Burning Oil Wells in Northern Kuwait

What do I see when I look at the bomb? Another threshold crossed. Now turn around, look back over your shoulder, are you surprised at how painless it actually was? All of that fear, and for what? What do I see? Now, years after the threshold, years of ‘cold’ war, the violence, violence, violence, slowly reshaping us, heads held lower, voices softer somehow, now, looking back at it, what do I see? A broken promise. A broken promise, that’s what it is. Not in the way you think – no. You promised, that it would mean something. You promised, that if we die, that it would mean something. You promised, we would die. Did you know that trinitite, molten sand found on nuclear test sites, has five fold symmetry? The only element on our planet to do so? The bomb changes the structure of the atom to leave behind a pentagram.

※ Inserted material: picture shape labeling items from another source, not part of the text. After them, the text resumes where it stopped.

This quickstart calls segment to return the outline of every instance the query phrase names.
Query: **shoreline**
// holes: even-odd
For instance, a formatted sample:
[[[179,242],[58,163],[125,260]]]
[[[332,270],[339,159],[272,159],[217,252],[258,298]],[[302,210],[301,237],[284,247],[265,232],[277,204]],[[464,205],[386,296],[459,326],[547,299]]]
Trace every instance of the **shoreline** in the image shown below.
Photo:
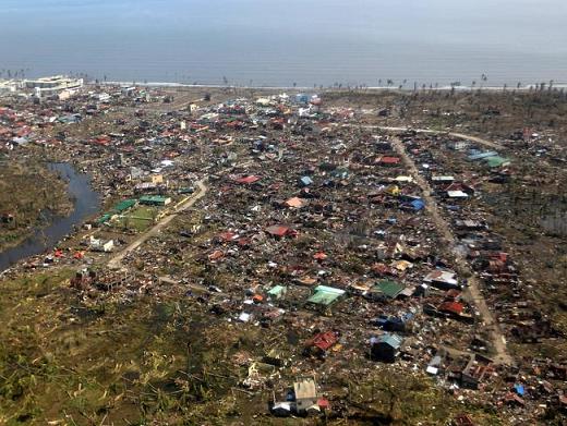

I want this to touch me, to make me violently sick. I want to ask myself, How could we live that down? How could we? ‘Ah, the limbo of wounds, the yellow decades of dressage…’ - but I don’t believe in that anymore. ‘How could we live that down?’ The answer is, pardon me, ‘very carefully’. I feel pieces of myself breaking off. I was never religious, but this is what I imagine losing your religion must feel like. I ask myself why I believe in the things I do. I can’t justify believing in them any longer. I feel myself a creature of War, a rational creature. I don’t believe in justice except when applied to me, applied as self-punishment; nothing angers me and nothing makes me sad. I do not believe in changing anything. These past few months, nothing has felt real. Everything is the Past: there is the Past, and the Now, which is by now also the Past, and the Future to come, which I can only think of as already the Past. I start to detest other people. They are a foreign body to measure time by, they intervene with my Past-Future trajectory. They don’t belong in my system. A long time ago, I promised to myself I would not give up my beliefs; I wanted continuity, I wanted something to stay with me forever. If I give it up, I’m not sure who I’ll be anymore. I won’t be sure of anything. Any belief I could possibly have would cease to matter. I would have to build myself up anew, piece by piece, no longer restrained by anything. And then I would have to ask myself: Out of all possible things to be, you chose this? Here is a quote from Gravity’s Rainbow:

“I would set you free, if I knew how. But it isn’t free out here. All the animals, the plants, the minerals, even other kinds of men, are being broken and reassembled every day, to preserve an elite few, who are the loudest to theorize on freedom, but the least free of all. I can’t even give you hope that it will be different someday—that They’ll come out, and forget death, and lose Their technology’s elaborate terror, and stop using every other form of life without mercy to keep what haunts men down to a tolerable level—and be like you instead, simply here, simply alive…”

How can I get myself to believe this? I know I don’t believe it now. I want to choose this; how can I choose this?